Biran: I agree with that, I think we need to look at a patient as a whole. And I think it sometimes helps to see people who are frail more frequently. So I will sometimes just bring my patient in once, twice a week, you know, to check blood check chemistries, make sure they're not getting dehydrated, if they're frail. And just, you know, I love the monoclonal antibodies and the more frail patients because they really tend to tolerate it, it's an injection, eventually, it's once monthly, there are very few, you know, cardiac side effects or pulmonary. So I like those types of therapies, and then frequent checks.
Usmani: Alright, great. One more question. How do you explain relapse in a light chain my location? You know, are you looking at light chain values, the ratio? Are you checking the urine? You know, what's your typical approach?
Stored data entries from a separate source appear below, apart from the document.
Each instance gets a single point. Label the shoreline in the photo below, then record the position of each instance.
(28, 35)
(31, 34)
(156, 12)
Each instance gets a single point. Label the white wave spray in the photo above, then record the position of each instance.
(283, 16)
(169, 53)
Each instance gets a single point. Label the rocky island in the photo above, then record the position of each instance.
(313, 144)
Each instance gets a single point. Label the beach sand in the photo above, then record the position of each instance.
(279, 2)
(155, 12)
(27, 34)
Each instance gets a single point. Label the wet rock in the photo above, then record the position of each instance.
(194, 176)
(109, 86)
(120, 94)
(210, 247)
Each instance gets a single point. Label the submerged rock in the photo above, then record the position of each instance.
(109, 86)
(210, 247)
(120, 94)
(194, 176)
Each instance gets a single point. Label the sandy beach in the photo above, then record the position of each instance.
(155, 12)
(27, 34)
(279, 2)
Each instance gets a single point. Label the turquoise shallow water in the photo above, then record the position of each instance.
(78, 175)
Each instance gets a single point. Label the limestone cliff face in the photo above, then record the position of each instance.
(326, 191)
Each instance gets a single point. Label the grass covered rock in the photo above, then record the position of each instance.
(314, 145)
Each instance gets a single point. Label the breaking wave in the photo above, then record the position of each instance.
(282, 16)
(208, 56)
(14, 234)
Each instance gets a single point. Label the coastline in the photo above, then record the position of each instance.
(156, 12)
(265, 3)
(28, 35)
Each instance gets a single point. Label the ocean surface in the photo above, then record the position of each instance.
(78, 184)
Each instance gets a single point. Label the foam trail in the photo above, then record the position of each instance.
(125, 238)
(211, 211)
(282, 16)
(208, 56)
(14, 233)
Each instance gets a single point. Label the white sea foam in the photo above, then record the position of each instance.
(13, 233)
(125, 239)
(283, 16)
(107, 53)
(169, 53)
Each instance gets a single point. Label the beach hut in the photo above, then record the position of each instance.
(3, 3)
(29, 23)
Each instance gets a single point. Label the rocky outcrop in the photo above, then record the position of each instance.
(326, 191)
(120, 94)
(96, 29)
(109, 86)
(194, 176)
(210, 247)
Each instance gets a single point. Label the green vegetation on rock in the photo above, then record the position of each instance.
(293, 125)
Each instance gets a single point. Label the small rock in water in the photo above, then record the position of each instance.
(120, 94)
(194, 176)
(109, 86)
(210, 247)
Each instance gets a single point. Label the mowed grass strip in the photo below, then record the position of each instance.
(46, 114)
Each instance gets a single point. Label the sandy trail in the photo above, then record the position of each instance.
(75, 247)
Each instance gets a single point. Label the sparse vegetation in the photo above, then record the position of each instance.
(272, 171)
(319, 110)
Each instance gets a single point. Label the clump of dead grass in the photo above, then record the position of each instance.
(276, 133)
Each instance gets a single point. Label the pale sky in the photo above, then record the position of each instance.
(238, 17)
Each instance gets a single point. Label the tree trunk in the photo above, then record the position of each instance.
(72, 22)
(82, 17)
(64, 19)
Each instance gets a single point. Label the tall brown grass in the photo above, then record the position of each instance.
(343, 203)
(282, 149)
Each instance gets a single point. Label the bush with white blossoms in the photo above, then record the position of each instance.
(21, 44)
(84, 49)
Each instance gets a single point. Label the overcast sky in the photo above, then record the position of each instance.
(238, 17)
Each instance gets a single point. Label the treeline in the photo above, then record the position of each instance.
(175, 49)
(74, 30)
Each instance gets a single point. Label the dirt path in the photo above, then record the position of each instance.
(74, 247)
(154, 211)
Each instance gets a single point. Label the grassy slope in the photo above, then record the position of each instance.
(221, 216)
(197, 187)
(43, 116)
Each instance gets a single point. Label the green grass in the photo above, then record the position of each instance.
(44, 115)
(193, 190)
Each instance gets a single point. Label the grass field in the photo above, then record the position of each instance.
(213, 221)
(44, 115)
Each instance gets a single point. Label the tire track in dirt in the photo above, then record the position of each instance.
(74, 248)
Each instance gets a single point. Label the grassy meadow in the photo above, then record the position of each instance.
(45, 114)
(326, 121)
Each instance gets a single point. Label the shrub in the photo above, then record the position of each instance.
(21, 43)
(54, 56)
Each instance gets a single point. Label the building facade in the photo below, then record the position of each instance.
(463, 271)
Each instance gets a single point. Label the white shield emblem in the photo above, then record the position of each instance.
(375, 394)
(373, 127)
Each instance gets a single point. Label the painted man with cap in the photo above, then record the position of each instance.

Biran: Thank you for asking. That question is very different, because they're not going to secrete an M spike. So I think for, you know, in our practice, we check light chains. With every set of myeloma labs, we do myeloma labs every three months and people who are in remission, just to, you know, see what the trend is. In people who have kidney problems, you have to be careful with just checking light chains because the kidneys don't clear the light chains. So, an elevated light chain may not be an indicator of progression of disease, you have to look at the difference between the cancerous and non-cancerous light chain and you have to look at the ratio. In addition, the protein in the urine is very important because light chain, myeloma can cause often kidney disease where those light chains deposit in the tubes of the kidneys and cause protein in the urine. So if you start to see foam or bubbles in your urine, that can be a sign of relapse. So I checked light chains I check 24-hour urine and very low threshold for doing bone imaging. If there's any pain that doesn't go away, that's in one spot or what we call focal pain. That's an indicator to do a bone imaging test.
Patel: Yeah, and I'll just agree. I think she said it at all. But infections other things will also make your light chains go up if you're dehydrated. So yeah, light chains are a little bit harder but to do the right tests at the right time is really important. So you don't miss something.
Raw transcriptions have been lightly edited for clarity.